Breast cancer tumours in a Petri dish responded better to a cannabis extract than pure THC alone in a 2018 study trusted Source. However, terpenes were not thought to be the primary cause of those synergistic effects; rather, other cannabinoids were.
If you use CBD for therapeutic purposes, this is a crucial factor to take into account. A full-spectrum CBD product, which also contains terpenes and other cannabinoids, including trace quantities of THC, may be worth trying if you use a CBD isolate and discover it doesn’t have the intended effect.
Effects of Typical Terpenes
Although there are 400 identified terpenes in cannabis, only a small number of them have been associated with particular effects.
Here are a few typical terpenes and some possible effects:
- Beta-caryophyllene. Beta-caryophyllene, a key component of hops, rosemary, and cloves, may be useful for treating anxiety and depressive symptoms.
- Beta-pinene. If you’ve ever taken a stroll through a coniferous forest, you’re familiar with the scent of beta-pinene, which may also have anti-cancer and anti-depressant properties. properties from Trusted Sources.
- Humulene. This terpene can be found in ginseng, a plant traditionally utilised in folk medicine for its stimulating properties.
- Limonene. Limonene, one of the most widely distributed terpenes, has distinct citrus undertones and may have anti-cancer qualities. It has been demonstrated in mice that Trusted Source has anti-anxiety effects.
- Linalool. Linalool-containing cannabis may be of interest to those who enjoy using lavender in aromatherapy since it may help reduce tension.
- Myrcene.
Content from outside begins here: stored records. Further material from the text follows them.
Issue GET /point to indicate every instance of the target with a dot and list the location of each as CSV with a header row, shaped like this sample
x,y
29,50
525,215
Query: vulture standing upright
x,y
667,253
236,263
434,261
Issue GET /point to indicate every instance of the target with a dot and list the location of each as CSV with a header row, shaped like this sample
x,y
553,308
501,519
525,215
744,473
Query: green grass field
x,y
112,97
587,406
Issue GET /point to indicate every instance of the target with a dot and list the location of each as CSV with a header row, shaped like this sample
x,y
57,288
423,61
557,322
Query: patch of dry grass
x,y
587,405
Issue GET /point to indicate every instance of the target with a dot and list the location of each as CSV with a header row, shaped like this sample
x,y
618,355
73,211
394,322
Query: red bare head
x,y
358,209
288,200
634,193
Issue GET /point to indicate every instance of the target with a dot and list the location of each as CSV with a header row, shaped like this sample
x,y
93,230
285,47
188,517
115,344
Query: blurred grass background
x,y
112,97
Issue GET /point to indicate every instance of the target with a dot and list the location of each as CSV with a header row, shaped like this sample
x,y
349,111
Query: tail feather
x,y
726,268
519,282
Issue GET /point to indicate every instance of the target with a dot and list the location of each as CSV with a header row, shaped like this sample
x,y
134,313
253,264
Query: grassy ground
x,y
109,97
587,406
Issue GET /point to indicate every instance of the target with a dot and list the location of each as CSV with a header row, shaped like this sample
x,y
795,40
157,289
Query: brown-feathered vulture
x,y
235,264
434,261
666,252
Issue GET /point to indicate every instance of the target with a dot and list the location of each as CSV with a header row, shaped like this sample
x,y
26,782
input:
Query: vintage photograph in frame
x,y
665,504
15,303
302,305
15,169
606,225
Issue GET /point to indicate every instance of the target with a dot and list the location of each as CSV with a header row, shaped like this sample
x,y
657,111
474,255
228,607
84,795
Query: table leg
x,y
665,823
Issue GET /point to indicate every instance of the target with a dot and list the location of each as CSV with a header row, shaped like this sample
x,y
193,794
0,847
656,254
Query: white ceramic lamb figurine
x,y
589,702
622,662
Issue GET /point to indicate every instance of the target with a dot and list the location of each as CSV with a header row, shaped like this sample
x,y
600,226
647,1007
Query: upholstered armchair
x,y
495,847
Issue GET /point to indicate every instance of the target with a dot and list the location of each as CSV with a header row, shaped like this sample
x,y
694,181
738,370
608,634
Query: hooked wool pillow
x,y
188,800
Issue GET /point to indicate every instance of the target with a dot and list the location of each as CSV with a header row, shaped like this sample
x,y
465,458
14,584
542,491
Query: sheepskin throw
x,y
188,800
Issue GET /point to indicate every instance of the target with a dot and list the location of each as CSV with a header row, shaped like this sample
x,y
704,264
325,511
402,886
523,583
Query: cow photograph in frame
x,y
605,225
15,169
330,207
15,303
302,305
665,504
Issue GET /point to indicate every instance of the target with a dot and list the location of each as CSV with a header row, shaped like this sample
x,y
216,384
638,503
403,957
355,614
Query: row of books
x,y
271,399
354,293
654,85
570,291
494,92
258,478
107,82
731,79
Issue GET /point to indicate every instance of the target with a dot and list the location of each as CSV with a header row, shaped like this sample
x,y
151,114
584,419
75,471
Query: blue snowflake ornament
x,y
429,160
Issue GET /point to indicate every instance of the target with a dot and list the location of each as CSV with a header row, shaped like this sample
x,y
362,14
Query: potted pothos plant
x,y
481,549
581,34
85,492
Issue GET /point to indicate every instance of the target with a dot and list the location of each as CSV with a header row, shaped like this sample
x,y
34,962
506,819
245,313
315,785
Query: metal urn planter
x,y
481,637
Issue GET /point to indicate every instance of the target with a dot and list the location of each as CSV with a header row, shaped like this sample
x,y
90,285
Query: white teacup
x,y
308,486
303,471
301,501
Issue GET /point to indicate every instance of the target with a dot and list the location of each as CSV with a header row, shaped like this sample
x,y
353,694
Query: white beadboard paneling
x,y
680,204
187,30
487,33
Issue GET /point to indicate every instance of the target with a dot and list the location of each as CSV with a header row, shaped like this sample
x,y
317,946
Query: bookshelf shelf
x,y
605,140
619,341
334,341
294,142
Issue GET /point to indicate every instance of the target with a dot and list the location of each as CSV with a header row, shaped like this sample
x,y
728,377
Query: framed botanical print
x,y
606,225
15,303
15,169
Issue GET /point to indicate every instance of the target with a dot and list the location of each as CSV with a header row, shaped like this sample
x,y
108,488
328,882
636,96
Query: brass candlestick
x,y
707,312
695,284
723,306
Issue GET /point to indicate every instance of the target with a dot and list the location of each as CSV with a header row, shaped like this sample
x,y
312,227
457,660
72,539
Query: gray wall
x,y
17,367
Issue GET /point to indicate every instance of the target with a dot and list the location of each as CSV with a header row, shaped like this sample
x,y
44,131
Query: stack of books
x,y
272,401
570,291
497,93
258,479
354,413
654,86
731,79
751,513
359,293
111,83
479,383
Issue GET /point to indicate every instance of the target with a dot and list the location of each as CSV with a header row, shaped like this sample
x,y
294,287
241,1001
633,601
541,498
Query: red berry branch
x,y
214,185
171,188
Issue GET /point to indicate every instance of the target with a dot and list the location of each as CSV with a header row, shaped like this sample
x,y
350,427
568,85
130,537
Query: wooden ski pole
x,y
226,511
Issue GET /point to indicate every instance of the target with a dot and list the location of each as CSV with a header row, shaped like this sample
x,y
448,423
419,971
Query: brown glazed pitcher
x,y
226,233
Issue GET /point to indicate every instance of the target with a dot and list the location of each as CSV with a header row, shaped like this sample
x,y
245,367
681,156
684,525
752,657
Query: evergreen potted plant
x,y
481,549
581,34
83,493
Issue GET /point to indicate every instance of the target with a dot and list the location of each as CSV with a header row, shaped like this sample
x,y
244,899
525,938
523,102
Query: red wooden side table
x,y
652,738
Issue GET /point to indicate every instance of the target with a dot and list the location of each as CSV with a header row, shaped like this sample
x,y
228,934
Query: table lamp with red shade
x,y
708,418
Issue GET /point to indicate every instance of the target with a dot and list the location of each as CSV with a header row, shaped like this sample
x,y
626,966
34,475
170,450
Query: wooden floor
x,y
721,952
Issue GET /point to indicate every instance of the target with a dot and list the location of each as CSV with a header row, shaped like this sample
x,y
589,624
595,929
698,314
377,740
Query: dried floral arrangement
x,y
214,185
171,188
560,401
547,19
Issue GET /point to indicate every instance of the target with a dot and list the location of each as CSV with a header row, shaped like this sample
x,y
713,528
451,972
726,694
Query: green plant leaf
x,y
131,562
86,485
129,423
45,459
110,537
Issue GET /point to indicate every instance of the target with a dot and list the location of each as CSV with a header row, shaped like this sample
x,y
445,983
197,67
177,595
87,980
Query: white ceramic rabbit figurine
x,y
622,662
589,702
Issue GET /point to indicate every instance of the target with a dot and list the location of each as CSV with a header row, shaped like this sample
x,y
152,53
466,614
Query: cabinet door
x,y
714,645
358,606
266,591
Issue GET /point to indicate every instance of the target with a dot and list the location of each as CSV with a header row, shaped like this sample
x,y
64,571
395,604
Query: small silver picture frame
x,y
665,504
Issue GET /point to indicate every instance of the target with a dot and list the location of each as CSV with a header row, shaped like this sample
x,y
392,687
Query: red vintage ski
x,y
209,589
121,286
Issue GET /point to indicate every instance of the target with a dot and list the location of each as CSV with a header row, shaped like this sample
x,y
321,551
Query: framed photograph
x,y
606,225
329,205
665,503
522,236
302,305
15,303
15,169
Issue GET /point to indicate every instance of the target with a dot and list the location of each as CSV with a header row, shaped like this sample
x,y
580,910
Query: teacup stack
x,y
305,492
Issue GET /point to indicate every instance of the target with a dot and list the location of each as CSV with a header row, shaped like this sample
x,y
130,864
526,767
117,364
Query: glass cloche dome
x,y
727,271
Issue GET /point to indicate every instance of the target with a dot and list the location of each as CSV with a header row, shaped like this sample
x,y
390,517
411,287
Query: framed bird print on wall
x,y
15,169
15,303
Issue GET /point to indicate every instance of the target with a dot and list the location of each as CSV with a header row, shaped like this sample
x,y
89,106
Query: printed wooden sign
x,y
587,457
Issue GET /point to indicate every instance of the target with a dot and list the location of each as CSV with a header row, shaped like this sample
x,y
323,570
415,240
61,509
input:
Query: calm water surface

Myrcene, which is found in mangoes, has antifungal and antibacterial activities and may also have sedative effects.
Remember that a lot of the terpenes research is still in its infancy. To completely comprehend the effects that various terpene profiles have on health, more high-quality research on people is required.
Increasing Their Advantages
Want to learn more about terpenes? Observe the following advice:
- Go over the label. Terpene profiles (typically the three most abundant terpenes) and product concentrations are included in some cannabis products that have undergone laboratory testing (usually a number that sits around 2 per cent).
- Verify the freshness. In order to avoid a decrease in terpene concentration, look for items with a recent packaging date. If you can, take a whiff of the flower if you decide to use it. Not stale, but aromatic (a sign of high terpene content) is what you want.
- With cannabis oil, exercise caution. Simulated terpenes are frequently added to oil-based vaping products. Although it’s unclear whether synthetic terpenes work any less effective than natural ones, they are frequently utilised to make household cleaners and other chemicals. Exercise vigilance and be suspicious of marketing materials that make lofty promises.
- Reduce the heat. There is some proof that dabbing, which uses extreme heat, could cause synthetic terpenes to break down, producing potentially hazardous metabolites. You might want to stick with a vaping flowers at a low temperature or eating edibles until experts learn more about how heat affects terpenes.
- Publish a journal. Take note of your intake technique and how you feel as you experiment with various terpene profiles. This will eventually enable you to identify the ideal terpene profile for the desired results.